Страх снова сковал Лари.
– Может быть, он ранен…
– Ты все еще хочешь знать причину? В телеграмме говорится, что ему нужна машина… потому что он прилетает с ребенком!
Ошеломленная Лари посмотрела на него и смолкла. Ей хотелось порадоваться за Ника, не только за его успехи, но и за то, что он нашел свое счастье. Но разочарование привело ее чувства в смятение. Во время своего последнего приезда как раз после Нового года Ник говорил, что по-прежнему мечтает быть с ней и будет ждать до тех пор, пока она не согласится выйти за него замуж. Но в то время он должен был уже знать о ребенке.
Берни прочитал эти мысли у нее на лице.
– Да. Похоже, роман продолжался довольно долгое время. В телеграмме ничего не сказано о том, кто мать этого ребенка, женаты они или нет и прилетит ли она с ним.
Берни отошел от столика.
– Долли это известие совсем убило. Она всегда мечтала, как поедет на свадьбу Ника, на грандиозную свадьбу в Ньюпорте – с тобой, как мы оба надеялись. И вот теперь такое! Не могу представить себе, чтобы он собирался бросить работу. Судя по тому, что мы знаем, Ник хочет оставить свою семью у нас, а сам снова отправится под пули.
Орн покачал головой, потом наклонился к Лари и поцеловал ее в щеку.
– Прости, что именно я сообщил это тебе, дорогая!
И направился к двери.
Несколько часов спустя, после того как возбуждение Доми наконец улеглось, она, заметив грустное настроение Лари, спохватилась:
– Это беспокоит тебя, да? Ты хотела выйти за него замуж?
– Нет. Но я считала его своим другом. Обидно, что он не сказал мне правду.
Она никогда не подозревала, что Ник может уподобиться Чеззу.
Доми сочувственно кивнула.
– Сын сеньора Орна мне всегда казался хорошим человеком.
– Не думала, что ты знаешь Ника…
– Только внешне. Я встречала его несколько раз в Ньюпорте… и еще видела фотографии, которые ты мне показывала. Человек, который делает такие снимки, Лари, обладает правдивым добрым сердцем, которое чувствует страдания других людей. Скрыть такое от тебя… большой сюрприз.
– Да, большой сюрприз, – грустно повторила Лари.

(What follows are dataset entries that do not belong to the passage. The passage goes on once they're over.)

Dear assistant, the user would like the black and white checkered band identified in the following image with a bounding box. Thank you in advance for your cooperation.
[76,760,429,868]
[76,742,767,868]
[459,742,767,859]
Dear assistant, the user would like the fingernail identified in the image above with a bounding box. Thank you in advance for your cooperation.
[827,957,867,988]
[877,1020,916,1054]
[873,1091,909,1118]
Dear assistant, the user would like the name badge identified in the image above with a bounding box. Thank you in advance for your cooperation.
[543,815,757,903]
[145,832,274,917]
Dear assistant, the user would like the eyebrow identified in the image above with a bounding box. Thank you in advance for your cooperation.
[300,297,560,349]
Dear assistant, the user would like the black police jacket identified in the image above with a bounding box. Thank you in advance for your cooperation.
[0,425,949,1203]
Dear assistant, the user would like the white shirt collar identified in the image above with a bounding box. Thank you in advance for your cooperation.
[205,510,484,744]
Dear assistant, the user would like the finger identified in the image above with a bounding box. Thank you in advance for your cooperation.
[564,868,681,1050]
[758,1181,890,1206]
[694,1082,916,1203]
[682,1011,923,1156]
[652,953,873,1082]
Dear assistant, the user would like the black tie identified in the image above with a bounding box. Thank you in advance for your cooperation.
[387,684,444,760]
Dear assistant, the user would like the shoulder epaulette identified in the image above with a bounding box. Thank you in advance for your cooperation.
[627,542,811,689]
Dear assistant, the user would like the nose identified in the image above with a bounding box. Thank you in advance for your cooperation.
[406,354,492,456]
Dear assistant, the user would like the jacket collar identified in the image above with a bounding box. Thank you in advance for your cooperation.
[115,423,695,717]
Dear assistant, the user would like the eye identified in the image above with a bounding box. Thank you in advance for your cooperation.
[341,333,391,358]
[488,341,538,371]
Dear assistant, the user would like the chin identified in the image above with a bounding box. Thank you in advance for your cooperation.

Стремясь убежать от всего, что имеет отношение к Нику, Лари на следующее утро уехала навестить Аниту. Однако возвращение в Ньюпорт не излечило ее от грусти. Огромный дом стоял отремонтированный, однако в нем царила атмосфера заброшенности. Мэри, которая в течение тридцати лет готовила еду для Аниты, теперь была прикована к постели хроническим артритом. У Майка здоровье по-прежнему оставалось хорошим, но беспомощность жены внесла какое-то напряжение в его от природы веселый характер. И хотя Аниту, которой было уже почти девяносто лет, еще не коснулись серьезные физические недуги, она часто погружалась в меланхолическое настроение. Лари проводила с ней многие часы. Анита сидела в кресле и смотрела на океан, переворачивая страницы старого альбома с фотографиями, и предавалась воспоминаниям. Часто она спрашивала вслух, не прожита ли ее жизнь понапрасну, стоило ли проявлять такую заботу о доме, и что произойдет с ним после того, как не станет его хозяйки.